#ColunaAT – O futebol brasileiro precisa repensar sua cultura, antes da técnica

Caros Tricolores, Tri-Campeões Mundiais. Que o Brasil já não é mais o principal exemplo de futebol no mundo, não é novidade. Apesar de ainda exportarmos muitos jogadores novos e habilidosos, e que fazem bastante sucesso lá fora, somos um país do futebol pobre culturalmente.

Existem inúmeros exemplos para provar isso, mas a partida entre São Paulo e Flamengo, jogada no Morumbi, neste domingo (05), é um exemplo perfeito para debatermos.






Deixando todo o clubismo possível de lado, é simplesmente intrigante a forma como o clube carioca praticou o anti-jogo que já conhecemos no Brasil. Pior do que isso, há uma conivência absurda por parte da arbitragem. Desta forma, não há VAR que resolva nossos problemas de erros de arbitragem ou lances duvidosos.

Os jogadores

É deprimente assistirmos a um jogo de futebol brasileiro após assistirmos a jogos dos grandes centros europeus (usarei estes como exemplo por serem os maiores centros, junto com o Brasil). A diferença cultural é enorme. E não é só por questões de civilidade local. Poxa, é evidente que, lá na Europa, eles praticam o futebol como esporte e entretenimento, enquanto no Brasil, o futebol é praticado apenas como esporte, mas de maneira cada vez mais incorreta: de forma a reduzir fãs do esporte.

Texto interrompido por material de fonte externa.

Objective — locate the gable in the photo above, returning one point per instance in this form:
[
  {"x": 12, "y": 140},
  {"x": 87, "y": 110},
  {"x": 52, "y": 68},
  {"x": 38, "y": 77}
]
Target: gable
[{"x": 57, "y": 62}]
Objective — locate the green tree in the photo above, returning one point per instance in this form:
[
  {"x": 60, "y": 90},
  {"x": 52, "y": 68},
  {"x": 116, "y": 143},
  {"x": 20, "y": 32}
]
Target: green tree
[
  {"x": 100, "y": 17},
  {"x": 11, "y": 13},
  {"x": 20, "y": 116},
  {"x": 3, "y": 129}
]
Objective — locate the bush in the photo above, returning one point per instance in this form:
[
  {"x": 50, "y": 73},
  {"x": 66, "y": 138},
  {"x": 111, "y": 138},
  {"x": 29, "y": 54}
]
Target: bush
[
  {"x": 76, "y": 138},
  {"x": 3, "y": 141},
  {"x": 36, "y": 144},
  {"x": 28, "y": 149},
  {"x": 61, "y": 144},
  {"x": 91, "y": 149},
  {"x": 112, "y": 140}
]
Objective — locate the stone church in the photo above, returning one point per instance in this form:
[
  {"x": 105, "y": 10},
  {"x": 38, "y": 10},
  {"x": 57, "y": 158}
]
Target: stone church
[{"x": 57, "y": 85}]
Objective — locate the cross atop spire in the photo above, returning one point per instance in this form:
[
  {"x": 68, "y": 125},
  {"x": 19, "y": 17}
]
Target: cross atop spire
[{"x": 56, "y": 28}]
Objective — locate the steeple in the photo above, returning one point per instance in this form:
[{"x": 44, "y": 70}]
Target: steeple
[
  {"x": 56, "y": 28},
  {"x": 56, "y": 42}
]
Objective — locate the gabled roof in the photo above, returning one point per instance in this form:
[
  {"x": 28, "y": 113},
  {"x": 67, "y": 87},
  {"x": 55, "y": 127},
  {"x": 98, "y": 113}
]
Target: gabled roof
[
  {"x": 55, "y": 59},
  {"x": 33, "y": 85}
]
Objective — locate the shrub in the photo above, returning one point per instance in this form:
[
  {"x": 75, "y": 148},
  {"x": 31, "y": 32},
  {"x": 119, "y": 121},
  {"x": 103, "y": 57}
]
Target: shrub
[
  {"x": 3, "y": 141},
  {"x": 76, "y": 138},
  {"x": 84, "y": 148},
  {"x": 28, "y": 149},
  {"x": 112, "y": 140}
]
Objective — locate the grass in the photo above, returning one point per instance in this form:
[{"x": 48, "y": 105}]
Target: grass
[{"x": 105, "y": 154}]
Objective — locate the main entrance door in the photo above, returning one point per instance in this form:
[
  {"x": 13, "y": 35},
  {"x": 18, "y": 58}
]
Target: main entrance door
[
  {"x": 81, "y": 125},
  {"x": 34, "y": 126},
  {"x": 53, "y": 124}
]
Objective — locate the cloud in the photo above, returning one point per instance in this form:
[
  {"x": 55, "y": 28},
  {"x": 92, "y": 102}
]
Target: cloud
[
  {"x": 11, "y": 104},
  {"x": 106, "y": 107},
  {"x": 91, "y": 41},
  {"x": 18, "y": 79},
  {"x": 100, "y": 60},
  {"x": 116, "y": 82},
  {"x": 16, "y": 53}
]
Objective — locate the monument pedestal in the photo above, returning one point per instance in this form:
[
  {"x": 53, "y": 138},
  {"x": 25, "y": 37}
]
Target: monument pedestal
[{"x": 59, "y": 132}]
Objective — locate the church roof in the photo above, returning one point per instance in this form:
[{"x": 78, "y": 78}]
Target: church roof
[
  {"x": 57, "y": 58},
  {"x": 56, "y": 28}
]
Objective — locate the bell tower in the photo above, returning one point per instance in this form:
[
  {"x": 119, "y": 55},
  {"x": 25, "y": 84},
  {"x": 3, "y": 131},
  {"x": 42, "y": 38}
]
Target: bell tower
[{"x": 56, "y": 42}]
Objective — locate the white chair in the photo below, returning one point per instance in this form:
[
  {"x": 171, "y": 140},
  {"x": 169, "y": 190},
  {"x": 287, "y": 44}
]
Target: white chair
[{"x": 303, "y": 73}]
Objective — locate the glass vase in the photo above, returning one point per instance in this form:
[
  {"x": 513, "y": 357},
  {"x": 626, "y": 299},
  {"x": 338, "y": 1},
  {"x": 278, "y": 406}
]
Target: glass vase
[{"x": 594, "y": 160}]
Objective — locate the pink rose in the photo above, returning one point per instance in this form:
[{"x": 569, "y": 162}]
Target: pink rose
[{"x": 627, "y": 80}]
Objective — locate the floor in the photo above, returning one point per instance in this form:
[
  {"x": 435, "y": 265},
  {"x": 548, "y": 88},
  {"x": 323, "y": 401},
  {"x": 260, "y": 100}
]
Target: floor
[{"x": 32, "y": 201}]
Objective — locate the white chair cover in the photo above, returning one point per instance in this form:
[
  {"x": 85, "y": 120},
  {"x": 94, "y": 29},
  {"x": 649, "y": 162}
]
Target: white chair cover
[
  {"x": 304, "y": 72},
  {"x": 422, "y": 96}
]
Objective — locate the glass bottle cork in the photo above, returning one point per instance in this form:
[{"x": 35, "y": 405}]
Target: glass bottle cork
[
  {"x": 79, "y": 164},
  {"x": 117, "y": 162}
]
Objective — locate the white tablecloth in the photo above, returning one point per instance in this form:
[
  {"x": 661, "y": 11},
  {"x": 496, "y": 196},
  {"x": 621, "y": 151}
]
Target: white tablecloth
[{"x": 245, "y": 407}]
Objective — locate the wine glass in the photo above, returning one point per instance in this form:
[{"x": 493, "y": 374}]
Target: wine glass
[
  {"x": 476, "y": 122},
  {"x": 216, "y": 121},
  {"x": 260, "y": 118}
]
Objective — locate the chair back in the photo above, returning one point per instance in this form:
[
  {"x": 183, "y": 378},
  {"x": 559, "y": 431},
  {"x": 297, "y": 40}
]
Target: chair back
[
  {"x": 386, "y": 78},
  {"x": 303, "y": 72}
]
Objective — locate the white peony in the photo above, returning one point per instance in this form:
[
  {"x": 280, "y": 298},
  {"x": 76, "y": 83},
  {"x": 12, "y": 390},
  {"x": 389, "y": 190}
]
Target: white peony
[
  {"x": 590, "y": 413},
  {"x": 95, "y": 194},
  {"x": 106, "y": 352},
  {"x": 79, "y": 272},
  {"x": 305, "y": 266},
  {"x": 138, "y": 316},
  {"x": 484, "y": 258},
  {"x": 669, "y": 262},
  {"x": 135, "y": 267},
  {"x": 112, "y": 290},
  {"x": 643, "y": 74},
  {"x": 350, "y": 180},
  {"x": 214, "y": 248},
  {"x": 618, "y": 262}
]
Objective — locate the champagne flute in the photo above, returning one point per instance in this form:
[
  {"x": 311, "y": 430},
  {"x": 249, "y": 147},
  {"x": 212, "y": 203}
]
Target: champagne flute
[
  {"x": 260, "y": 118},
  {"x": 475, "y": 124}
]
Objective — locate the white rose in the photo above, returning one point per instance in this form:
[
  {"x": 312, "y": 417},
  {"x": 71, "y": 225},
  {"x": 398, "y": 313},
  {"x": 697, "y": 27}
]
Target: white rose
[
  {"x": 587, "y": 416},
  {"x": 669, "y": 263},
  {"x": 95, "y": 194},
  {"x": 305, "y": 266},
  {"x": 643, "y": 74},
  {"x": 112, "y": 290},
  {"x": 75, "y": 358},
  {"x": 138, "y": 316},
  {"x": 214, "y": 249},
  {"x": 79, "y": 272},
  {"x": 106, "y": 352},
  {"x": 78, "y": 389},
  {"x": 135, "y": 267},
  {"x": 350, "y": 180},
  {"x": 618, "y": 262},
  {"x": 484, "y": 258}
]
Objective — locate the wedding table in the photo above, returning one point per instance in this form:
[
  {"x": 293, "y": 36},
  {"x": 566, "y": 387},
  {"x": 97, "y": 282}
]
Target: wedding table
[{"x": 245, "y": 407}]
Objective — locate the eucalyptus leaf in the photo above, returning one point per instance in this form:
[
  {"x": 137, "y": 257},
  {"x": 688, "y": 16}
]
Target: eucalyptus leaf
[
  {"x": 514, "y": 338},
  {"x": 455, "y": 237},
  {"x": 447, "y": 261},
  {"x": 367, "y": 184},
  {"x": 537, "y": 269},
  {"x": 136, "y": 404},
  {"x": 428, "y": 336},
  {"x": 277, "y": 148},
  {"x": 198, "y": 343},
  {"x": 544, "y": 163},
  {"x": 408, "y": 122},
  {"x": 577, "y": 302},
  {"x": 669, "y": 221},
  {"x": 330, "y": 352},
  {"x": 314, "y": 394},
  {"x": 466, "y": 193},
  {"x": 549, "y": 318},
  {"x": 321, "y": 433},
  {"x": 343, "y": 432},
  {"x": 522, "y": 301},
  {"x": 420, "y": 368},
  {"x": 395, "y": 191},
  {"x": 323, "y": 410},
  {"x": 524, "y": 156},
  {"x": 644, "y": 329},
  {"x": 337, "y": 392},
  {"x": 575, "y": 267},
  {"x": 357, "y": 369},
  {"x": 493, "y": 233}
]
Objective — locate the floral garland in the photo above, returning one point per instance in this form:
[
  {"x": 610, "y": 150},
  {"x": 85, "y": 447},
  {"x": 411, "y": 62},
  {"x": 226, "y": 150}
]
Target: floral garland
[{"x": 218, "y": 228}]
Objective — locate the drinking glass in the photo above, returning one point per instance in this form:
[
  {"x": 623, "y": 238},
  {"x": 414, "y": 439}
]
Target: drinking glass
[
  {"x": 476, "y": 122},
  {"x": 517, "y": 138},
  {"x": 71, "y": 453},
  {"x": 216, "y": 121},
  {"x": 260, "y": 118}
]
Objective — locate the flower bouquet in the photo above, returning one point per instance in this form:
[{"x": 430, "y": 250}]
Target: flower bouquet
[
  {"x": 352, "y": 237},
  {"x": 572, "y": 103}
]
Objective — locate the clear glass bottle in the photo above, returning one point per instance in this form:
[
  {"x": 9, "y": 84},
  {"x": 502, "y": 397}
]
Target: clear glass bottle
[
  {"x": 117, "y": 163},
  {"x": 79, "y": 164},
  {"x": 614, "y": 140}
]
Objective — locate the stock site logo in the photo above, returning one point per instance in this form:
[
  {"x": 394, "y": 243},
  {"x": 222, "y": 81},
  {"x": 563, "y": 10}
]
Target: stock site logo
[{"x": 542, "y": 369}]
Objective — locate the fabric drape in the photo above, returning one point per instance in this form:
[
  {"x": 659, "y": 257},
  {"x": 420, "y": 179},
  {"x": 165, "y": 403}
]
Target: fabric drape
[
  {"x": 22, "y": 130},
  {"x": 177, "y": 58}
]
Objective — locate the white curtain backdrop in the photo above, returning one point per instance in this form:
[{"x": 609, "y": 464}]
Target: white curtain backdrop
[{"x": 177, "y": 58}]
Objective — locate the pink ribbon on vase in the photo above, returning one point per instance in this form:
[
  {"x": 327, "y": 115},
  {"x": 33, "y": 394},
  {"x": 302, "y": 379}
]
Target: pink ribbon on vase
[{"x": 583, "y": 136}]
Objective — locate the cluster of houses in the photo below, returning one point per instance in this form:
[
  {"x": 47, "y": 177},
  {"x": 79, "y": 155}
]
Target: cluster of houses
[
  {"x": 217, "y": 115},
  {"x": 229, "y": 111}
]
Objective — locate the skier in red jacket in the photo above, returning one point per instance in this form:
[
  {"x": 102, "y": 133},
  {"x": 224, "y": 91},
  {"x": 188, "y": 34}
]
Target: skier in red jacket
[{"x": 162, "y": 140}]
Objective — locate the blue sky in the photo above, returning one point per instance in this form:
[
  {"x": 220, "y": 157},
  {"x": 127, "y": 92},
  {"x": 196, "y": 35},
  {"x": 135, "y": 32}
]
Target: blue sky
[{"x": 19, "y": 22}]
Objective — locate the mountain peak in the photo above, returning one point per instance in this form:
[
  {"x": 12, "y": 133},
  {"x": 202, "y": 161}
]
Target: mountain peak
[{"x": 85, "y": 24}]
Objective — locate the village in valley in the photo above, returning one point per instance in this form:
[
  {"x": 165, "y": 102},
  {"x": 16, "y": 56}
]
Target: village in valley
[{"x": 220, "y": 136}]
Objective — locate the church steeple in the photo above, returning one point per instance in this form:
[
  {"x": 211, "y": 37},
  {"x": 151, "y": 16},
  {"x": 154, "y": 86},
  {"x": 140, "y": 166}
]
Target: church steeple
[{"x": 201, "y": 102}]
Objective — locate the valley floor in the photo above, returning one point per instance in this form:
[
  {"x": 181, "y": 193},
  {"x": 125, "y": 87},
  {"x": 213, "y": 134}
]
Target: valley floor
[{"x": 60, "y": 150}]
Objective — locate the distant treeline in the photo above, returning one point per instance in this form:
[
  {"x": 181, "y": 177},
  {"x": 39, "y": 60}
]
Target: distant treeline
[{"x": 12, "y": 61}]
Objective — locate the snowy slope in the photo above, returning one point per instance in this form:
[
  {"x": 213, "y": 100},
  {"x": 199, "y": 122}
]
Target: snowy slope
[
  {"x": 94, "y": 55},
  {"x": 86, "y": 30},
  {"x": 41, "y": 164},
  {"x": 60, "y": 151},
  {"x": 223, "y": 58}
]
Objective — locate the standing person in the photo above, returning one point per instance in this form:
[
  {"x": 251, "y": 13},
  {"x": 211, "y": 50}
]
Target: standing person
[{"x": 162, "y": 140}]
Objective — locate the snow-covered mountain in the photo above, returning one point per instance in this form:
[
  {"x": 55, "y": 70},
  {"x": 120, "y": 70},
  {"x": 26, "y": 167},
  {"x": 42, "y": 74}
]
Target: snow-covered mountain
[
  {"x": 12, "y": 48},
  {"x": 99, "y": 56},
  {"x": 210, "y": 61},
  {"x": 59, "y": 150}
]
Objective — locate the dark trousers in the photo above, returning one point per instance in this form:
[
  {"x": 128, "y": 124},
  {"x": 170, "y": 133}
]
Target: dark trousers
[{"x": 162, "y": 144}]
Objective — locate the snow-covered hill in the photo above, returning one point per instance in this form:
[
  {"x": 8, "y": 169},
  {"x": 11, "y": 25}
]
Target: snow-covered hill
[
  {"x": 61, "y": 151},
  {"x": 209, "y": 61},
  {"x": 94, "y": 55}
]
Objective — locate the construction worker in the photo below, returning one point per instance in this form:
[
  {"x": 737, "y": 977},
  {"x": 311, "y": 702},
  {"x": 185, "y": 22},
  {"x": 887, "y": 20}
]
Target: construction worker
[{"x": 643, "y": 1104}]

É bem simples: pergunte para qualquer torcedor com mais de 35 anos de idade. Praticamente todas as respostas terão foco na palhaçada que o futebol brasileiro se tornou. Somos um centro de exportação de jogadores, tanto devido à questões financeiras, quanto à questões de qualidade de vida. Além disso, a mentalidade do jogador brasileiro leva uma surra da mentalidade dos que jogam na Europa. Aqui, faz-se de tudo para não perder, enquanto lá, faz-se de tudo para vencer.

Pode parecer bobagem, mas uma coisa difere da outra. Lá na Europa, joga-se para vencer a todo custo, sem retrancas, sem cai-cai, sem invenção de dores e/ou lesões. Aqui no Brasil (em especial na partida supracitada e representada na foto desta matéria) há uma enorme perda de tempo em jogo com jogadores fingindo cãibras, bateção de boca e tudo mais.

As políticas e arbitragem

Saindo um pouco das marteladas em cima dos jogadores, temos também a questão política e arbitragem. Na partida citada, a arbitragem de Ricardo Marques Ribeiro foi, no mínimo, conivente com agressões e falta de controle da partida. Enquanto vemos árbitros europeus mais acertarem do que errarem (mas também erram).

Cada vez mais vemos árbitros querendo aparecerem mais que jogadores e até mesmo mais do que a própria partida em si. Ao invés de apenas serem os intermediadores da organização comportamental e das regras do esporte, preferem ser o centro das atenções.

Já a questão política precisaria de uma coluna apenas para ela, para que você não perca horas nesta coluna (que já está maior do que eu pensava). Mas, resumindo, não se pode continuar achando que torcida única é uma solução viável para sanar os problemas de violência entre torcedores. Outro ponto fraco da nossa política do futebol brasileiro é a falta de organização. Deprime o fato de clubes precisarem boicotar a principal emissora de TV do país pelo fato de esta preferir dar mais dinheiro para “x” ou “y”.

O futebol brasileiro precisa de readequar culturalmente, antes de pensar tecnicamente. Sermos os donos do futebol raiz não é o que estamos fazendo hoje em dia. Isso vai muito além de termos aquele tiozinho com radinho na orelha lá na arquibancada, ou comemos lanche de pernil nos entornos do estádio.